Изменить размер шрифта - +
Каждый день на домах, деревьях появлялись таинственные листки. Они не всегда были написаны одной и той же рукой, но бумага была одна и та же — белая, гладкая, чуть заметно разлинованная карандашом.

 

Больше всех заботили новые листовки Толю Погребняка. Его мучила мысль, что он ближе всех к разгадке. «Да ведь знаю, знаю я этот почерк!» — думал он. Еще до войны он получал записки от девочки, с которой учился в одном классе. Ее звали Тамара. Они сидели друг от друга через парту, но почти никогда не разговаривали между собой. Если им хотелось сказать что-нибудь друг другу, они писали записки.

 

«Приходи сегодня к нам, — писала Тамара. — У меня есть интересная книга, я дам тебе почитать».

 

Толя заходил, брал книгу, потом писал так: «Прочитал я твою книгу.
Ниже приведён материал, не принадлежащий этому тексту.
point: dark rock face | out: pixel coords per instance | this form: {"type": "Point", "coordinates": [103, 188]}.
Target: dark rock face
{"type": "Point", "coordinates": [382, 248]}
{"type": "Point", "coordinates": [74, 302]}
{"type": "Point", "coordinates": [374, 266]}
И ничего особенного. Ты вот лучше прочитай „Пакет“. Там один пацан сжевал полкило бумаги, чтоб беляки не открыли тайну. Тамара, сегодня в клубе показывают картину „Джульбарс“. Пойдешь?»

 

Тамара шла смотреть «Джульбарс», и Толя шел. Они сидели в разных концах зала, он со своими товарищами, она с подругами. Но он знал, что она здесь, и от этого все было лучше — и картина, и клуб, и свет, который встречал их на улице…

 

«Вот если б Тамара писала эти листовки…» — думалось Толе. Но этого быть не могло: в начале войны Тамара уехала к родне в Харьков. Где она? Что с ней? А буквы «у» и «ц» в листовке в точности, как в Тамариных письмах.

 

Однажды Толя шел за водой и в нескольких шагах от колодца вдруг наткнулся на листовку. На этот раз она была написана на листке, вырванном из ученической тетрадки. Толя взял листок в руки и чуть не вскрикнул: почерк Нины, сестры! Прежде, на непривычной бумаге буквы казались не такими знакомыми, а память все время возвращала его к Тамариным запискам. Но теперь не оставалось ни малейшего сомнения: конечно, это писала Нина! Забыв о воде, громыхая пустыми ведрами, он побежал домой. Листок из школьной тетради он сжимал в кулаке.

 

Нины дома не было. Он выбежал в сад, потом на улицу — нету. Толя не мог дождаться сестру. Все валилось у него из рук. Он вспомнил, наконец, про воду, сбегал опять к колодцу и полведра расплескал на крыльце. Потом стал слоняться по комнате, задевая плечом за косяки. Наконец из окошка увидел знакомое платье — по синему полю вылинявшие красные маки. Он кинулся навстречу сестре и, едва она переступила порог, протянул листовку.

 

— Ты? — спросил он только.

 

Нина смотрела на него, широко открыв глаза.

 

— Я? Что — я?

 

— Это ты писала?

 

— Я?

 

Нина даже руками всплеснула:

 

— Да что с тобой? С чего ты взял?

 

Минуту они молча смотрели друг на друга. Они были очень похожи — оба большелобые, сероглазые. Та же упрямая складка легла у губ, одинаково прямо смотрели глаза.

 

— Как же не ты? Ведь я вижу — почерк твой!

 

Но Нина твердо стояла на своем.

 

— Ничего я не знаю! — повторила она, отвернувшись от брата и глядя в окно на пустынную улицу. — Не писала я никаких листовок и писать не стану! Люди говорят: нам фашисты из-за них село спалят!

 

 

ДЕВОЧКИ

Когда в Покровское пришли враги, Наде Гордиенко было тринадцать лет. До войны она очень хорошо училась, в классе ее всегда выбирали то старостой, то редактором газеты. Но друзей у нее не было.

 

— Чересчур гордая, — говорили девочки.